State Sen. Ken Yager, R-Harriman, has introduced a bill in the Tennessee General Assembly that would both cement the requirement that government entities publish their notices in newspapers of general circulation and ensure that those notices are widely available to everyone who wants to access them.
The bill was drafted by the Tennessee Press Association. It would require newspapers running public notices to also publish those notices on the newspaperís local website, as well as publish them to a state database.
The bill is in response to several years of lobbying by legislative efforts to move public notices to government and/or private websites.
Both purposes of the bill are important. The legislation ensures that public notices — which can include everything from whose property is being annexed by a municipality to who is applying for a permit to open a "beer joint" close to your home to government boards that are going to meet to hash out policies that impact everyone in the community; generally, things the public deserves to know — are available to everyone, even those who do not purchase a newspaper. Those notices will continue to be published by someone independent from local government bodies, which is an important safeguard against abuse of the public notice requirement. And, for the first time, at least in many communities, public notices will become "no purchase necessary" there will be no need to buy a newspaper to read them — although we certainly like it when you do.
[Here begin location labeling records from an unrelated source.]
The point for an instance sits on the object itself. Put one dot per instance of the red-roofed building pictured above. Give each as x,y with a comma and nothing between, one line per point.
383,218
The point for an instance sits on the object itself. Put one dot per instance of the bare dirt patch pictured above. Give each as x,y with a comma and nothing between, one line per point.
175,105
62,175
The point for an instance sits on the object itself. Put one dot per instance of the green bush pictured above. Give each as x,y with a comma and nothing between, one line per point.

Just as importantly, public notices will continue to be consolidated and easy to find. In Scott County there are two newspapers of general circulation; in Fentress and Morgan counties there is just one. On the other hand, there are six county or municipal governing bodies (and their assorted committees) in Scott County, along with four planning commissions, five utility districts and other boards. That does not include the notices to creditors and other notices required by law to be public. If each of those entities were permitted to publish those notices on each of their individual websites, it would become nearly impossible for the average citizen to stay abreast of the things that could impact their life.
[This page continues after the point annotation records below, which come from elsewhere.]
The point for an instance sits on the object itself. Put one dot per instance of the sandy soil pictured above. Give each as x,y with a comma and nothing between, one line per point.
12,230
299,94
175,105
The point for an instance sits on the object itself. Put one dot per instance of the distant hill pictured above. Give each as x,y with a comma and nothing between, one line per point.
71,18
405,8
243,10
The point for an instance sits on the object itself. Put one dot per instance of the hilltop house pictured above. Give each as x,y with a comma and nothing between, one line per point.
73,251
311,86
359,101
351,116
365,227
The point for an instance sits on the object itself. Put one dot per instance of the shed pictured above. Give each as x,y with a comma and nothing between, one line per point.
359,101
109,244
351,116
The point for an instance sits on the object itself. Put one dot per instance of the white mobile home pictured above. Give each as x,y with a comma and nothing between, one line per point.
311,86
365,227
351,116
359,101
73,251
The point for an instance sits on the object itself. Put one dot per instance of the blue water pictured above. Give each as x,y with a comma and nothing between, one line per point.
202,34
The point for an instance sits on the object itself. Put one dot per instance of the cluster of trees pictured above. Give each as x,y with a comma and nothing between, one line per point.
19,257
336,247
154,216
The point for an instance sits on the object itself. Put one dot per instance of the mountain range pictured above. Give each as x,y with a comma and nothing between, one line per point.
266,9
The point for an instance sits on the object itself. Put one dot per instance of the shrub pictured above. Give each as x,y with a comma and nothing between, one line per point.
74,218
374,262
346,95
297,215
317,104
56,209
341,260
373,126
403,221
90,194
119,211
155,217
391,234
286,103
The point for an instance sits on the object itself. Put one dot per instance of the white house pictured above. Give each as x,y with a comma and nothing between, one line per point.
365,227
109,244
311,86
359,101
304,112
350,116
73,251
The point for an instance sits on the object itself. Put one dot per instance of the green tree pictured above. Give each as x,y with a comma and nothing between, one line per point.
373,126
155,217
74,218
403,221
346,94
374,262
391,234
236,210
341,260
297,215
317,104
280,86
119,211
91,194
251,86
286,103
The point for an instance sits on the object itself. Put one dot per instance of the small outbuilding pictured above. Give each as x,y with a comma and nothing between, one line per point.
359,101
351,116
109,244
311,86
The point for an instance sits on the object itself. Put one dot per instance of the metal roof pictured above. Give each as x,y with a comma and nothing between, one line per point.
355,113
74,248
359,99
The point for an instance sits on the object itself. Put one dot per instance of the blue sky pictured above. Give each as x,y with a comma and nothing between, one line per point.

Scott County Government currently publishes many of its public notices on its website, www.scottcounty.com. Doing so makes it one of the more transparent county governments in rural Tennessee, and more local governments should follow suit. But it still isn't an ideal solution. Yager's legislation is.
We have taken the preemptive measure of publishing public notices on our website, www.ihoneida.com, which would fulfill one of the additional requirements should the legislation currently before the General Assembly become law. While parts of our website will be restricted to subscribers beginning March 1, paid access will not be required to access the public notices.
The public's right to know is vitally important. Newspapers and lawmakers, working together, can help protect that right.